[Coco] disk files and program speed

Mon Nov 23 18:39:33 EST 2009

I have come to the conclusion that fast and disk files do not belong in the same sentence together. "fast disk search" is an oxymoron.

I was going over the post from jdiffendaffer concerning searches. I knew that I was getting the entire record before comparing the fields, and thought, "What if I only get the fields that are to be compared? Surely getting 1 byte and 1 other field for comparison is faster than getting the whole record. Then, if a match is found, I can seek to the correct position and update the reference count." Well, the extra seeks involved in getting 2 fields of a record from a disk file slowed the program down alot. Decoding createmsg went from 2:10 to 2:49.

It looks like the only way to speed the searches and sorts up is to find a way to deal with them in memory, at least the parts that need to be compared. I would use arrays, but there is a fundamental problem. Differing sizes of arrays. One procedure may contain 300 variable references, while another contains over 2000. One may contain no line references while another contains over 200. And the literals? Decode (before the string optimizations) contained 549 unique literal references, and over 1000 total. I wish there was a way to dynamically add to the elements of an array, but there isn't. Because of this, I'd have to establish arrays large enough to handle the largest number of references that could be contained in a procedure.

I have calculated that, even if the arrays only contain the fields for comparison, the variable reference array would have to be 600 minimum elements, each element composed of 1 byte and 1 integer, for a total of 1800 bytes. The line reference array would be structured similarly, but wouldn't need more than 300 elements, since I have yet to see a procedure with more than 150 line references, but that may not be the max I could run into. So, that's another 900 bytes. The literals references would need 2 bytes, 1 integer, 1 real and a string of 80 per element, and (based on decode) I would need at least 600 elements. That's 89 bytes times 600 elements, for a total of 53,400 bytes.

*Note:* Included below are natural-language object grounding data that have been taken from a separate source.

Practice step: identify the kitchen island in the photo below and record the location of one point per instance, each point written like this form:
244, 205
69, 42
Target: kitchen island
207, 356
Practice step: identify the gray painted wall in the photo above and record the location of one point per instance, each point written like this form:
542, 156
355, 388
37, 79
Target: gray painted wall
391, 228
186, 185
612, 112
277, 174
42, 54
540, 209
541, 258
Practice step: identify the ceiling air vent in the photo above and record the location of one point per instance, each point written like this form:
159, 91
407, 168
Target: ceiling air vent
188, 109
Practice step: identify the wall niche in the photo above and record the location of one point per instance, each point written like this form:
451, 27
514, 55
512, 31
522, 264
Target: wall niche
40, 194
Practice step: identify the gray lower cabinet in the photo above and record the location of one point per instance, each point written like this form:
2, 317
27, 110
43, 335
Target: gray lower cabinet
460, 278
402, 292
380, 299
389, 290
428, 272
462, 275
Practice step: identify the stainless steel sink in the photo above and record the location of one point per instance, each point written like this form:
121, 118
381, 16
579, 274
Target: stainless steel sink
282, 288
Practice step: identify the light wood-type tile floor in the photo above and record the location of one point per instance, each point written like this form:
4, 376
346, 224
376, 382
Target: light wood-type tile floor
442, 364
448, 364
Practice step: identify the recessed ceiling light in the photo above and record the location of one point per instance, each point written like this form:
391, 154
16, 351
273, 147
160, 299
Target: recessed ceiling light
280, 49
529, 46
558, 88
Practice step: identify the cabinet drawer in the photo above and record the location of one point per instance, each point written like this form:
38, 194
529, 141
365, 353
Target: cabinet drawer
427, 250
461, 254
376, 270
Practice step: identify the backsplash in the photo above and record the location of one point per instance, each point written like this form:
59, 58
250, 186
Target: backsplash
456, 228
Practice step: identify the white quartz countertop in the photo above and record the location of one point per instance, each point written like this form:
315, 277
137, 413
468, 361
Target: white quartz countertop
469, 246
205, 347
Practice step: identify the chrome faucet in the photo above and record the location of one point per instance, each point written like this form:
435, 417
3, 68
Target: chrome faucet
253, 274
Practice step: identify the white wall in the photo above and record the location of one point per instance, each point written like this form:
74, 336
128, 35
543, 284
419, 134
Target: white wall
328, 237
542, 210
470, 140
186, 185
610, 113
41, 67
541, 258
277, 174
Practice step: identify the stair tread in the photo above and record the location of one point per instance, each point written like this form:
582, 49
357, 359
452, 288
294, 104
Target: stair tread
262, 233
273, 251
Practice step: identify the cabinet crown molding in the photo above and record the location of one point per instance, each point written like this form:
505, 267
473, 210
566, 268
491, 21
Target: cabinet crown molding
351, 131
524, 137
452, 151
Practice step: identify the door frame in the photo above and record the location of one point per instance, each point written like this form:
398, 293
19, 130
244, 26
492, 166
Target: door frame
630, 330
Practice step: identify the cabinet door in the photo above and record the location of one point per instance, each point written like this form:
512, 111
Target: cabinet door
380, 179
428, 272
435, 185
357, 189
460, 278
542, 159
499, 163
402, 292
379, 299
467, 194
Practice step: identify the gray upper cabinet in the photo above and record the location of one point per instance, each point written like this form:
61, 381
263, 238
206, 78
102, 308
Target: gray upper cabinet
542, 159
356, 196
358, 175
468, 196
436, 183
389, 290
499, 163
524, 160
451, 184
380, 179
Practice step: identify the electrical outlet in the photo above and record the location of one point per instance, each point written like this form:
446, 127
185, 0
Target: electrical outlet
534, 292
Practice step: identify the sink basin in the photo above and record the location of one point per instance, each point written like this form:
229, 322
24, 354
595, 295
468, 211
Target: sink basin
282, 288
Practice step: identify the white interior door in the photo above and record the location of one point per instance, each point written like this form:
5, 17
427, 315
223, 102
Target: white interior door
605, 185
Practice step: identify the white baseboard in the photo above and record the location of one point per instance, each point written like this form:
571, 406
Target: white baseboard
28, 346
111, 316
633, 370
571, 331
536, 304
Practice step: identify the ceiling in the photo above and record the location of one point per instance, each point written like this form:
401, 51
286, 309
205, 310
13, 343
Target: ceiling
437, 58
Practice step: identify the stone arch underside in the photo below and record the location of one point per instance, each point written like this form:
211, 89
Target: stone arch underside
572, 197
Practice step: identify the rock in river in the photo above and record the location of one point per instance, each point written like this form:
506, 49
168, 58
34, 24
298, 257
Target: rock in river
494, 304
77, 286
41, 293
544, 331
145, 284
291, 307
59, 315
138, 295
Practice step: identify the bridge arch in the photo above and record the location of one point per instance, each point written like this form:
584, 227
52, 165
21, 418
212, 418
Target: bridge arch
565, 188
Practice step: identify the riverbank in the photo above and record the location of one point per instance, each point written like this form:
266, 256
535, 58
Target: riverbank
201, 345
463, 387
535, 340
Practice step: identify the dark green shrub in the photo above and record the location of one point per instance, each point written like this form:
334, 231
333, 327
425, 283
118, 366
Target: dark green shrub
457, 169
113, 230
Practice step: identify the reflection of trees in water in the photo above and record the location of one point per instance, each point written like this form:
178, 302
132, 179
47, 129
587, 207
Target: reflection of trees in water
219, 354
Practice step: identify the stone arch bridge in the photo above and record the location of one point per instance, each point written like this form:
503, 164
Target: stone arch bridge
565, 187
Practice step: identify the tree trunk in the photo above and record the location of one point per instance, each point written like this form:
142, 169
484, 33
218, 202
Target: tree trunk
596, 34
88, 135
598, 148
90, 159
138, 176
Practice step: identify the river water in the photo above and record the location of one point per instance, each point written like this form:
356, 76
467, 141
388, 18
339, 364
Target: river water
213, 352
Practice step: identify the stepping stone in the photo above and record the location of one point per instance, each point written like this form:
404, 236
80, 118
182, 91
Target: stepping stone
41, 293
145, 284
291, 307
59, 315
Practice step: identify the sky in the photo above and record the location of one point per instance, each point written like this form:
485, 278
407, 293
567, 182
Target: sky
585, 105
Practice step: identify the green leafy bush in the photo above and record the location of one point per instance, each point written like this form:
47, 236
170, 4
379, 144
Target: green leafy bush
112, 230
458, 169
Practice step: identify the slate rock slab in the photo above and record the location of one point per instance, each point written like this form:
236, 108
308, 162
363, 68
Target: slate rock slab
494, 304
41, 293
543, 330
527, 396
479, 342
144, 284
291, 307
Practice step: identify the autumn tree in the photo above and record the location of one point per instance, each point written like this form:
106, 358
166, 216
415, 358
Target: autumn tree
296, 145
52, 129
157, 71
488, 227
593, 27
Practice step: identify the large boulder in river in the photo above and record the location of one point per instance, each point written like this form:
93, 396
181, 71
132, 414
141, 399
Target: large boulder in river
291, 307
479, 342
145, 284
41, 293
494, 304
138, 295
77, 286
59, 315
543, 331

Add all three together, and you get a total size, just for the arrays, of 56,100 bytes of data space. I don't think OS9 or NitrOS9 will allow data of that size in memory.

You may ask, why do you need to count all those literals anyway? I knew, back when I wrote DCom, that I needed to find a way to correlate variables passed as parameters to the procedures they are passed to. While this is not necessary to the idea of reproducing the source code of any one procedure, it would help with figuring out how your procedures were related.

Named subroutines are the easy ones. The procedure name exists in the subroutine section of the VDT. If you used a string variable to name the procedure to be called, all you get is a reference to a string variable. Without knowing what the name of the procedure is, it's impossible to match parameters between them.

In addition, counting the literals can help show you where you can optimize the literals and reduce code size. While I still haven't gotten to the point where I can say literal X contains the name of the procedure called in RUN statement Y, I am getting closer to that mark.

I can probably put sorting the literals (and dealing with that association) in a different program, but I still have to be able to identify them, and doing it while going through the first pass through the instruction code is the best time. But maybe, for the above reasons, it isn't. Maybe I should put literals on the shelf for now and concentrate on getting decode to correctly identify everything else.

Wayne